On a good day I remind myself that I am living a great love story, a tantalised prolonging, cast out across the years, the decades, a deep and careful courting of my own wholeness, a learning of the terrain, an attuning to the greatly nuanced foreplay of my own arrival in the deep and true humanness of my being. There is perhaps a delusional hope that one day I will give myself utterly to my art.

It feels so compelling to retreat to a turreted tower and espouse the narratives of a partially glimpsed transcendence, the  numinously sensed insights of self. And yet moment to moment my children are calling me into a perhaps grander quest, one with deeper implications for my experience of humanities unfolding evolution. Again and again they call me to the precipice of the unchartered, to the swamps of the unloved places within. Again and again they beckon me to the wounded and damaged terrain, not so prettily articulated or illustratively curated. 

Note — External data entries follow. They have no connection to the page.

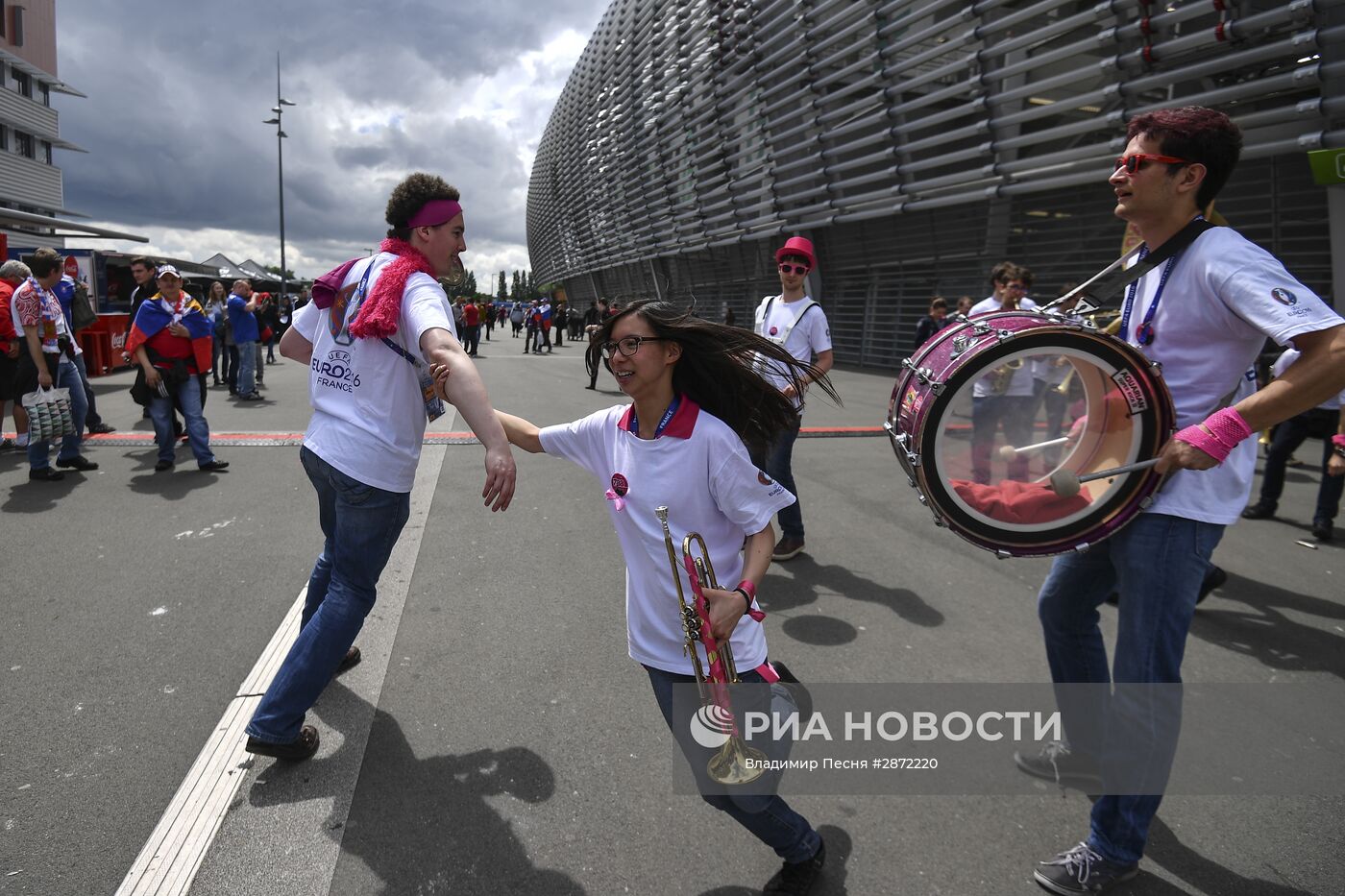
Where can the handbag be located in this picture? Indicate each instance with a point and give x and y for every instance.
(49, 415)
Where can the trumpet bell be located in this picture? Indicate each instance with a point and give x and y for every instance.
(736, 763)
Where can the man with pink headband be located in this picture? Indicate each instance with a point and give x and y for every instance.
(369, 335)
(1204, 316)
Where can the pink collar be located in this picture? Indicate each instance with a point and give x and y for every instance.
(681, 425)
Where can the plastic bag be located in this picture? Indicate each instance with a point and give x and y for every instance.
(49, 415)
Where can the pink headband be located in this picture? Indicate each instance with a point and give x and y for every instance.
(434, 211)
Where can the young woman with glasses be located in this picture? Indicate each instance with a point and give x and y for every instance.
(696, 403)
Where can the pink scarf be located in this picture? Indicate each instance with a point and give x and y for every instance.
(382, 307)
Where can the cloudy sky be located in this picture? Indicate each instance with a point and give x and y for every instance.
(178, 91)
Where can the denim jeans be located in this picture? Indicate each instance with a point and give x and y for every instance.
(360, 525)
(66, 375)
(246, 368)
(767, 817)
(1156, 564)
(779, 466)
(91, 416)
(1288, 436)
(198, 430)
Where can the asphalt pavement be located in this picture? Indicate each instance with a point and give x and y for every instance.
(497, 738)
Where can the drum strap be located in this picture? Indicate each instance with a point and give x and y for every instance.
(1087, 298)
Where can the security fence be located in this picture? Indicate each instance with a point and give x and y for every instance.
(917, 141)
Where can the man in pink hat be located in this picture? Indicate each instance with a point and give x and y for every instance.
(796, 323)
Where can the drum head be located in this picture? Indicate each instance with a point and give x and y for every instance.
(1015, 424)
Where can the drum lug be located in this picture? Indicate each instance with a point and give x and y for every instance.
(923, 375)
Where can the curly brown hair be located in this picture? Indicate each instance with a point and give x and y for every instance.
(717, 370)
(410, 197)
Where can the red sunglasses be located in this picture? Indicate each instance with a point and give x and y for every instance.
(1137, 160)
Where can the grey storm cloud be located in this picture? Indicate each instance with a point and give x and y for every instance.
(177, 94)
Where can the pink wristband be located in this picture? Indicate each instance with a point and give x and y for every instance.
(1226, 428)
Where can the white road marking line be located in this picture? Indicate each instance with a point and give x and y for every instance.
(171, 858)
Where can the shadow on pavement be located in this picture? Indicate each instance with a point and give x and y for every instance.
(426, 824)
(1163, 849)
(831, 883)
(1267, 634)
(810, 579)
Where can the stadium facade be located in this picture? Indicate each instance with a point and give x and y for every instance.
(917, 143)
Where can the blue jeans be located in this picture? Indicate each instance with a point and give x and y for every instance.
(198, 430)
(779, 466)
(246, 368)
(66, 375)
(360, 525)
(767, 817)
(91, 415)
(1156, 564)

They flay and floor me on the regular, asking of me a deeper love than the broken child within me could have ever dreamed of receiving, let alone being capable of giving herself. No one sees this work, deep and archaic, indeed often I myself do not recognise it for what it is. I see it often as my own short-comings, my misattunement, to be so undone at times by what is asking to evolve and be integrated in our family soul. A deeper part of me knows this is the ugly terrain of true initiation, of deep ancestral healing, the tangled histories of spirit lines reweaving themselves back into a cohesive pattern of belonging to the living moment. It is the visceral blood and bone interface of awakening love, so that it is not the soul of the hero that emerges magnificently triumphant, enviable and distant, but rather the group-soul that in fact sinks a little deeper into the bedrock of truth and embodied belonging, breathing a collective sigh of relief, as something that was withheld against, comes to rest again at last, back to the numinous breast of love. 

I think perhaps the time of individual salvation is passing, I think we now need answers that unite and bind and soothe and appease the trauma wound of our species, and that remind us of our great responsibility, to know ourselves as inseparable from the great heaving, messy whole, human and other, this alive and felt and reciprocated and tender creation.

This the uncomfortably grizzly work of a life accountable to the care of others, accountable to the true care of self, when our hungers cannot be appeased by outer or other, by consumerist imperatives and capitalist impulses.

How do I surrender my voice over to becoming an indecipherable cadence of a cohesive whole, like bird song or rainfall? How do I let the soft animal of my body unravel, so that it is a deeper, more embedded me that speaks and translates? How do I hold ballast in the face of the unknown, the unknowable, the subterraneous, the unhealed, the emergent and beseeching? How do I surrender the individual swan-song and grasp full-bodied the sometimes terrifying unravelling of our great undoing. Tending more to what I can give, rather than what I can get, how I can merge and nourish rather than how I can stand apart, how I can embrace rather than how I can transcend? 

Always for me, since long before my daughter arrived gleaming and sacred from my womb, birthdays have been fraught with unspeakable tendernesses and unnamable needs, unmet yearnings and compulsions to receive something from outside of myself, that never seems to come in the way I expect it to. I’m afraid for me longing is often at critical levels, I am an emergency of longing. In light of this I offer these words as a birthday gift to the world. Thanks for having me here, treasured Earth, beloved kin, for loving me in all the ways that teach me best that I am already the love that I seek, already the salvation that I hunger to arrive at inside.